Abstract

In this study, the authors tested the hypothesis that there is a significant difference in spatial patterns of reflow in skin as opposed to skeletal muscle after an ischemic insult. The authors believe that this pathophysiologic difference between the two flap types has significant implications for flap salvage strategies. Bilateral buttock skin flaps (10 x 18 cm) and latissimus dorsi myocutaneous flaps (10 x 20 cm) were elevated in Landrace pigs (n = 7). Flaps on one side of the animal were randomly assigned to 6 hours of arterial occlusion, with the contralateral side acting as control. At 15 minutes, 1 hour, and 4 hours after reflow, radioactive microspheres (15 microm) were injected into the left ventricle. After 18 hours of reperfusion, skin and muscle viability were estimated by intravenous fluorescein and soaking in nitroblue tetrazolium, respectively. Flow rates in the skin with an ischemia-reperfusion injury were significantly reduced (30 to 53 percent), at all time intervals, compared with controls. The flow rate in the fluorescent skin with ischemia-reperfusion injury of the latissimus dorsi flaps (0.037 ml/min/g at 15 min) was greater than in that of the buttock flaps (0.018 ml/min/g).
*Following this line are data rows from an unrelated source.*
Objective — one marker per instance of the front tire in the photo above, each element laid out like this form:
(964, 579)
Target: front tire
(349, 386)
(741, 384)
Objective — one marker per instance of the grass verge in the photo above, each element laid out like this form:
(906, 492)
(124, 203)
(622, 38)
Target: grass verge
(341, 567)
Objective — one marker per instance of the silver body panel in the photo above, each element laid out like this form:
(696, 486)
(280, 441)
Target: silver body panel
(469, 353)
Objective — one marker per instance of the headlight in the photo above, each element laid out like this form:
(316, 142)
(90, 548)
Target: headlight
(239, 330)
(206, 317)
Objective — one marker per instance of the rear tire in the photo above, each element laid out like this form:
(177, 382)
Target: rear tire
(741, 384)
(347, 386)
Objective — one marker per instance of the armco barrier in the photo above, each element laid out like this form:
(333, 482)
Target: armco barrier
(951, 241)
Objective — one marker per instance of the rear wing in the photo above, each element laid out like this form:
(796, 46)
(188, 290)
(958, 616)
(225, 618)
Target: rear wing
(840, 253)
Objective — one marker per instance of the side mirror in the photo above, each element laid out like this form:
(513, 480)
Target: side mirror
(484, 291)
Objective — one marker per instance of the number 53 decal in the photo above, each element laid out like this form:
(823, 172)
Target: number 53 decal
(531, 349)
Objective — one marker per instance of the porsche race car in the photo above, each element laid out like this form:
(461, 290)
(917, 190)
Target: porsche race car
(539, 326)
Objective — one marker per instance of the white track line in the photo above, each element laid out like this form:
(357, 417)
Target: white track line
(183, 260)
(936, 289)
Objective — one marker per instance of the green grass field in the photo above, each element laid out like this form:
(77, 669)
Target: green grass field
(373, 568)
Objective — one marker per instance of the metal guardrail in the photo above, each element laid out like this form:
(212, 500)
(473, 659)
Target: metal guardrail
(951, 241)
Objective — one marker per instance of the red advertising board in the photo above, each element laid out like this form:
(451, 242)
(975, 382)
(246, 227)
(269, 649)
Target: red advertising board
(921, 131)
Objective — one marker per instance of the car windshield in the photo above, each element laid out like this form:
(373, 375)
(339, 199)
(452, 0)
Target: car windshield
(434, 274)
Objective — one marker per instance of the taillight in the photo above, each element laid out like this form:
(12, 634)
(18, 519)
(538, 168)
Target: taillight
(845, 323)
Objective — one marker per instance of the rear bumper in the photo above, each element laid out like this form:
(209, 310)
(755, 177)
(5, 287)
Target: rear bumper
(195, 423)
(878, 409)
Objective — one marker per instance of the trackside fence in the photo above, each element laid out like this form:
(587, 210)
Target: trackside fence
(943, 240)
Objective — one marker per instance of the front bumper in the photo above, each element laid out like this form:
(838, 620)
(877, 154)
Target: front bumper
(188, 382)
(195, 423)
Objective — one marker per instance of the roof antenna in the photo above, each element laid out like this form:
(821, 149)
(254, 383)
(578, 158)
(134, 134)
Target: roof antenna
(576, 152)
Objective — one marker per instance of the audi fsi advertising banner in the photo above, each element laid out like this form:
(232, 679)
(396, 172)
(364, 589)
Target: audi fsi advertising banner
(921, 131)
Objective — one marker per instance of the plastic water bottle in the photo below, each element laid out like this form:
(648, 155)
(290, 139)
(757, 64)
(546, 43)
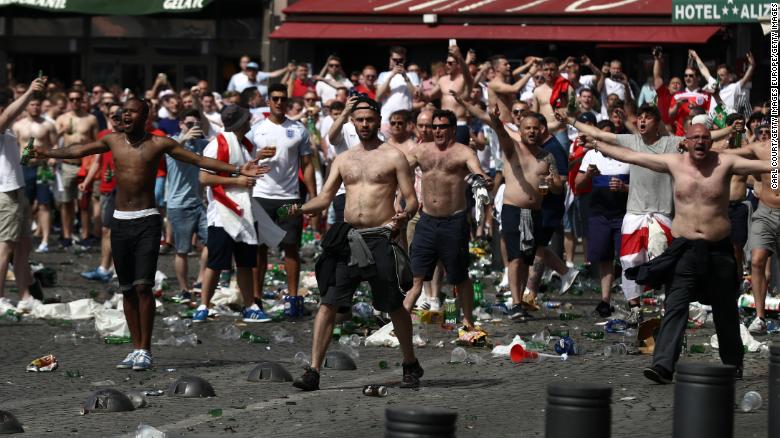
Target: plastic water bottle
(615, 350)
(458, 355)
(450, 312)
(751, 401)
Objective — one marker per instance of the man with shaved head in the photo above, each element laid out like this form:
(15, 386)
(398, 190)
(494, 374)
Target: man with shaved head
(699, 265)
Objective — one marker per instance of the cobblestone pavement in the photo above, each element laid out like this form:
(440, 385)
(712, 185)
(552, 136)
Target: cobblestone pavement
(494, 399)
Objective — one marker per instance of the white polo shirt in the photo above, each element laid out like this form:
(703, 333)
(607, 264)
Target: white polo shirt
(292, 142)
(11, 176)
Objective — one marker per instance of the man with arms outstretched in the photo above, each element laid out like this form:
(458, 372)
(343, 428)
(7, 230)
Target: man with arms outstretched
(135, 232)
(361, 247)
(699, 265)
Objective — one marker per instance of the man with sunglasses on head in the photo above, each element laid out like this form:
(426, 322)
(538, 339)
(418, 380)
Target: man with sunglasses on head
(372, 172)
(443, 230)
(396, 86)
(76, 126)
(459, 81)
(103, 169)
(285, 143)
(330, 79)
(136, 228)
(45, 134)
(501, 90)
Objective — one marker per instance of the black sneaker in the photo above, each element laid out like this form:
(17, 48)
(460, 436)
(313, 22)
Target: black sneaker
(310, 380)
(412, 374)
(658, 374)
(517, 313)
(604, 309)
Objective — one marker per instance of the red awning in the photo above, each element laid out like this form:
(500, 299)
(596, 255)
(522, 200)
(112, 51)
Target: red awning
(601, 34)
(480, 7)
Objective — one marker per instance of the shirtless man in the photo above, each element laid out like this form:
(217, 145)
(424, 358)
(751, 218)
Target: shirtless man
(442, 232)
(738, 210)
(45, 134)
(543, 93)
(135, 232)
(76, 126)
(501, 91)
(764, 230)
(699, 265)
(456, 80)
(372, 171)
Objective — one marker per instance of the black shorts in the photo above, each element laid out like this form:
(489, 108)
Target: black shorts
(510, 230)
(223, 249)
(445, 239)
(339, 202)
(293, 226)
(738, 215)
(386, 292)
(135, 244)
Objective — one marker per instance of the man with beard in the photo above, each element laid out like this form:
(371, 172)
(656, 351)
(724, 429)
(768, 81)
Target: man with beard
(372, 171)
(135, 232)
(699, 265)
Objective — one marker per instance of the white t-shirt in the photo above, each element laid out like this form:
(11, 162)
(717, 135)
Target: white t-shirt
(11, 176)
(398, 97)
(239, 82)
(326, 92)
(292, 142)
(212, 216)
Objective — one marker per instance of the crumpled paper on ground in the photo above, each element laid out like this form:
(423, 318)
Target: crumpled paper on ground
(747, 340)
(503, 350)
(384, 337)
(80, 309)
(111, 322)
(227, 296)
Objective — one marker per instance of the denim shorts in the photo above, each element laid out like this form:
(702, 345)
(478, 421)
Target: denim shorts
(186, 222)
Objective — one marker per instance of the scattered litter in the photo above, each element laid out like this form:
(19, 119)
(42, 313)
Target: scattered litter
(43, 364)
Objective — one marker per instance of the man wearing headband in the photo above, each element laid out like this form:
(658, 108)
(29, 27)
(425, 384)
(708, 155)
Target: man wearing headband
(361, 248)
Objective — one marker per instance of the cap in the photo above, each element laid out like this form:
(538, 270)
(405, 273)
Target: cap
(587, 117)
(367, 102)
(234, 116)
(163, 94)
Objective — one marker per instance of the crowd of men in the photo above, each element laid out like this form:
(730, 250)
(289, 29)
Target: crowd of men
(385, 164)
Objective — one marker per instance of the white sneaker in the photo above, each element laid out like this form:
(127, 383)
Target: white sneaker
(757, 326)
(567, 279)
(26, 306)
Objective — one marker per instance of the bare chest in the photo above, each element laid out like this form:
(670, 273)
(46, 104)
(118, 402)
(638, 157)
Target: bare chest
(367, 170)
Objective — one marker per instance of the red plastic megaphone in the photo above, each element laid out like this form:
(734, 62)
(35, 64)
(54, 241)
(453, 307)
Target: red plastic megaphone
(520, 354)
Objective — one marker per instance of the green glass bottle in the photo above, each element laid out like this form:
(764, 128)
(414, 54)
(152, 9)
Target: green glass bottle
(29, 152)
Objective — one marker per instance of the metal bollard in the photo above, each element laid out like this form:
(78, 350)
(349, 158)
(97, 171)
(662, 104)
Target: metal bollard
(578, 411)
(418, 421)
(704, 401)
(774, 391)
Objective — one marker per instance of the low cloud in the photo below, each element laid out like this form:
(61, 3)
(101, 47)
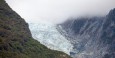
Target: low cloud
(57, 11)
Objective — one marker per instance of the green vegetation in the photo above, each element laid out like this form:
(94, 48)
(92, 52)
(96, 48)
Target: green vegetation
(16, 40)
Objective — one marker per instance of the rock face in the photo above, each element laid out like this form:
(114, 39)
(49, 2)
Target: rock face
(91, 37)
(16, 40)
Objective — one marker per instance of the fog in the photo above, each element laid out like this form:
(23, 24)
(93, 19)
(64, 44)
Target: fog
(57, 11)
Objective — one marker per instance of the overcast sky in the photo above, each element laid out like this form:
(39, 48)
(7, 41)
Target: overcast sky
(57, 11)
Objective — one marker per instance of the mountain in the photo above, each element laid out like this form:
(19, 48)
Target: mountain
(16, 40)
(92, 37)
(48, 35)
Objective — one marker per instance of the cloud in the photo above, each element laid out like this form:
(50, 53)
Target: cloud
(57, 11)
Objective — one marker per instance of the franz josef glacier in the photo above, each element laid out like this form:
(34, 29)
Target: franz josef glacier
(82, 37)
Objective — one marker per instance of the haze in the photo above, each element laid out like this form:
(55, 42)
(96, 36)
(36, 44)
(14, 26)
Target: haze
(57, 11)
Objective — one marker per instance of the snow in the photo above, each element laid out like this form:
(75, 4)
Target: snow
(47, 34)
The muscle flaps with ischemia-reperfusion injury had significantly higher flow rates than control muscle flaps at all time intervals studied (at 1 hour, 0.32 ml/min/g compared with 0.16 ml/min/g, respectively). In flap skeletal muscle, an early hyperemic phase during reperfusion maintains a significant blood flow to all regions, including the area of the flap that is destined for necrosis. In flap skin, however, there is a marked decrease in flow rates. These differences have important implications for the intravascular delivery of therapeutic agents to the damaged portions of the flap. Transdermal drug delivery systems should be explored as an alternative to intravascular regimens for the salvage of flap skin with ischemia-reperfusion injury.